Cecil rose up when he entered. In broad daylight he might have seen beyond doubt her changing face, telling of emotion. Was he mistaken, in fancying that she was agitated? His pulses quickened at the thought: for Cecil was as dear to him as she had ever been.

“Will you pardon my intrusion at this hour?” he asked, taking her hand, and bending towards her with his sweet smile. “It is later than I thought it was”—in truth, ten was striking that moment from the hall clock. “I was concerned to hear of Mr. Godolphin’s illness, and wished to ascertain how he was, before returning to Prior’s Ash.”

“He has kept his room this evening,” replied Cecil. “My sister is sitting with him. I do not think it is anything serious. But he has not appeared very well of late.”

“Indeed I trust it is nothing serious,” warmly responded Lord Averil.

Cecil fell into silence. She supposed they had told Janet of the visit, and that she would be coming in. Lord Averil went to the window.

“The same charming scene!” he exclaimed. “I think the moonlight view from this window most beautiful. The dark trees, and the white walls of Lady Godolphin’s Folly, rising there, remain on my memory as a painted scene.”

He folded his arms and stood there, gazing still. Cecil stole a look up at him: at his pale, attractive face, with its expression of care. She had wondered once why that look of care should be conspicuous there; but not after she became acquainted with his domestic history.

“Have you returned to England to remain, Lord Averil?”

The question awoke him from his reverie. He turned to Cecil, and a sudden impulse prompted him to stake his fate on the die of the moment. It was not a lucky throw.

“I would remain if I could induce one to share my name and home. Forgive me, Cecil, if I anger you by thus hastily speaking. Will you forget the past, and help me to forget it?—will you let me make you my dear wife?”

In saying “Will you forget the past,” Lord Averil had alluded to his first marriage. In his extreme sensitiveness upon that point, he doubted whether Cecil might not object to succeed the dead Lady Averil: he believed those hasty and ill-natured words, reported to him as having been spoken by her, bore upon that sore point alone.

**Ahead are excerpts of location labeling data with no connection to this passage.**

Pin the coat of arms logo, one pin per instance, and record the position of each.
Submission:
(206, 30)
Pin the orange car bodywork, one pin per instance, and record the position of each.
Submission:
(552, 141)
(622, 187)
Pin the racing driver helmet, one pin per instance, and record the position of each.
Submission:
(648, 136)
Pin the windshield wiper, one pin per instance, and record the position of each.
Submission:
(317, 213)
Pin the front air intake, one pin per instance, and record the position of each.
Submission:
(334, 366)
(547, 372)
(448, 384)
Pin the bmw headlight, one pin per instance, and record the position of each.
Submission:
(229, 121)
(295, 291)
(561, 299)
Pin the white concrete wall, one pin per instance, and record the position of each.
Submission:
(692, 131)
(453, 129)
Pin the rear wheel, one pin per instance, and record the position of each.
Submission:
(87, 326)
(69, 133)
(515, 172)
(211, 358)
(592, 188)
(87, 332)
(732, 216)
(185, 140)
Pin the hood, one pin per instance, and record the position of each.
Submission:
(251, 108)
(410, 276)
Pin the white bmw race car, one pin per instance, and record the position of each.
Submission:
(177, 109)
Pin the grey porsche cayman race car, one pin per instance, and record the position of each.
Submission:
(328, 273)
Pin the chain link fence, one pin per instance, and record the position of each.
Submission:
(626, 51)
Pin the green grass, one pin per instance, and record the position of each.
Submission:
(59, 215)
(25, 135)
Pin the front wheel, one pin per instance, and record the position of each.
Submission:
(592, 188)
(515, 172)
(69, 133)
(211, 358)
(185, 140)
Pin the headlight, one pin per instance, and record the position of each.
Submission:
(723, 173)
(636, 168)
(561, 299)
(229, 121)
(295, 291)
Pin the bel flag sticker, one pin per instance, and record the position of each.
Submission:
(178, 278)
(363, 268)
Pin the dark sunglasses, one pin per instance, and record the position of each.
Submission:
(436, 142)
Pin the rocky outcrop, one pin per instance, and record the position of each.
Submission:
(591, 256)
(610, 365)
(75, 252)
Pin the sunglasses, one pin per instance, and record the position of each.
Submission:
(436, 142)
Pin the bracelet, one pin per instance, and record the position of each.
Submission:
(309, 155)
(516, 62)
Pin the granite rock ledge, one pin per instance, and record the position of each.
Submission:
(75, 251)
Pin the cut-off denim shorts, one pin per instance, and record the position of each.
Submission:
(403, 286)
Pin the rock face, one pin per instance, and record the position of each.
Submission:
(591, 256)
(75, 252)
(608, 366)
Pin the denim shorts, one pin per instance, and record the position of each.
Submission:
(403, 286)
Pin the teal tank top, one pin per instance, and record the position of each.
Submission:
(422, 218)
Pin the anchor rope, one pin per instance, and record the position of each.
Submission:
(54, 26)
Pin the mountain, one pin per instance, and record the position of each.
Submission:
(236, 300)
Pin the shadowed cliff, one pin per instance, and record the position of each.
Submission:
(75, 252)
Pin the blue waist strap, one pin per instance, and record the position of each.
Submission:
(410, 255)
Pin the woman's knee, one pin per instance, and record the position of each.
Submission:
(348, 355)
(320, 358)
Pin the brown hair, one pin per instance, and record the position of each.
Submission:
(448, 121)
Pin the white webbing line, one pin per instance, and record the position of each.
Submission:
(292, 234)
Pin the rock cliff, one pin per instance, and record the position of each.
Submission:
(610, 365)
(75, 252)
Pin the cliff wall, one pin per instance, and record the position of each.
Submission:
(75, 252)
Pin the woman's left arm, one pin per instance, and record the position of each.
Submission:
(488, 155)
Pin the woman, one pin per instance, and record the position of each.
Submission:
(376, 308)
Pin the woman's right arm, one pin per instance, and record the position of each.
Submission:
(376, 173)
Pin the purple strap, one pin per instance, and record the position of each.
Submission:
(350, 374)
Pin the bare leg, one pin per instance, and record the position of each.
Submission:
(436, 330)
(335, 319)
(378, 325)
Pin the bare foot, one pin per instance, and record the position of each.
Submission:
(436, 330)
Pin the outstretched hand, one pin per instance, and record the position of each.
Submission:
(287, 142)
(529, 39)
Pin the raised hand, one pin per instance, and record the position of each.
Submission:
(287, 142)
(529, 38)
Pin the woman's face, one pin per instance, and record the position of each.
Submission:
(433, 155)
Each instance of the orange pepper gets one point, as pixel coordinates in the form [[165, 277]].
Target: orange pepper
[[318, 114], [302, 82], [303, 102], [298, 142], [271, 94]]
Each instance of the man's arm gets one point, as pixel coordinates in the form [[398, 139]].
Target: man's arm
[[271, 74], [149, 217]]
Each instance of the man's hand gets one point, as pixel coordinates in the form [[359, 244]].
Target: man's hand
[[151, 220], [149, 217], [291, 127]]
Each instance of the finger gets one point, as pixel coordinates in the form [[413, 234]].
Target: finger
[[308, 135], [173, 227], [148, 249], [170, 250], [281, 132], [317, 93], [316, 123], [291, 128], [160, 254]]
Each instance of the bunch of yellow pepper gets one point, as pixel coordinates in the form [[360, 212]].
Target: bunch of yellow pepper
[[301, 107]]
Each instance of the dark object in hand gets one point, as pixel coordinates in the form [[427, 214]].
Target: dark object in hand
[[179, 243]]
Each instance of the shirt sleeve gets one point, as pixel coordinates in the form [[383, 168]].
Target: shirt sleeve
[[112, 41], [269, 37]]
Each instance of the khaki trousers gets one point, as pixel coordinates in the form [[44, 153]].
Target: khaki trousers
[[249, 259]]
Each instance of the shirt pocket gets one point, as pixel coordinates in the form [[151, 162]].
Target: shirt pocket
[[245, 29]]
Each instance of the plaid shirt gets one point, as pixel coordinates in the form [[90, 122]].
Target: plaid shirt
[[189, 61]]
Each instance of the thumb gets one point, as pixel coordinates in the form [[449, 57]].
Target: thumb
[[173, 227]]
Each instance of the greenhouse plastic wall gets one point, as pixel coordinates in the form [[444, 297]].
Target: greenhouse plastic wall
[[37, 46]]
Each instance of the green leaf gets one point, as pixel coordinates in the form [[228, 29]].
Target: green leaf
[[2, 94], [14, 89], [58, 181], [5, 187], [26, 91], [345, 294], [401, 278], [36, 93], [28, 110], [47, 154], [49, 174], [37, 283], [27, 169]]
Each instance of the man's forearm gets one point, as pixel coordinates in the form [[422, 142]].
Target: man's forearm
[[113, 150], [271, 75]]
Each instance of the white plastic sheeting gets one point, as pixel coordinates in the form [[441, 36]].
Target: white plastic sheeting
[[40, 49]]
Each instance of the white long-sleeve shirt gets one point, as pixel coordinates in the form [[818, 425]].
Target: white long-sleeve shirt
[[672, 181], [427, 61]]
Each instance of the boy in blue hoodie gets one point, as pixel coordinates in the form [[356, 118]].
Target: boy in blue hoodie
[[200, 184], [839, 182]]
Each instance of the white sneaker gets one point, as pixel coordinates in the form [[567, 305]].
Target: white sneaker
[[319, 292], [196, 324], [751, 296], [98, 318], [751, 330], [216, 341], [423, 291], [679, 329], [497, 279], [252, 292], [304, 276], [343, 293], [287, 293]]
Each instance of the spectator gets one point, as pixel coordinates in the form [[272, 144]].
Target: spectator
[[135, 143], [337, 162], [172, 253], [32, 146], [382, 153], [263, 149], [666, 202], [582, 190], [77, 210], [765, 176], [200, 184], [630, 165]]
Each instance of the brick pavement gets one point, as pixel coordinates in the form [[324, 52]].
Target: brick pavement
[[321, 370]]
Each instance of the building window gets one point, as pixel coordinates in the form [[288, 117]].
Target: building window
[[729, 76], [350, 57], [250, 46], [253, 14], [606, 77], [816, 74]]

Cecil, on the contrary, assumed that her forgetfulness was asked for his own behaviour to her, in so far as that he had gone away and left her without word or explanation. She grew quite pale with anger. Lord Averil resumed, his manner earnest, his voice low and tender.

“I have loved you, Cecil, from the first day that I saw you at Mrs. Averil’s. I dragged myself away from the place, because I loved you, fearing lest you might come to see my folly. It was worse than folly then, for I was not a free man. I have gone on loving you more and more, from that time to this. I went abroad this last time hoping to forget you; striving to forget you; but I cannot do it, and the love has only become stronger. Forgive, I say, my urging it upon you in this moment’s impulse.”

Poor Cecil was all at sea. “Went abroad, hoping to forget her; striving to forget her!” It was worse and worse. She flung his hand away.

“Oh, Cecil! can you not love me?” he exclaimed in agitation. “Will you not give me hope that you will sometime be my wife?”

“No, I cannot love you. I will not give you hope. I would rather marry any one in the world than you. You ought to be ashamed of yourself, Lord Averil!”

Not a very dignified rejoinder. And Cecil, what with anger, what with love, burst into even less dignified tears, and left the room in a passion. Lord Averil bit his lips to pain.

Janet entered, unsuspicious. He turned from the window, and smoothed his brow, gathering what equanimity he could, as he proceeded to inquire after Mr. Godolphin.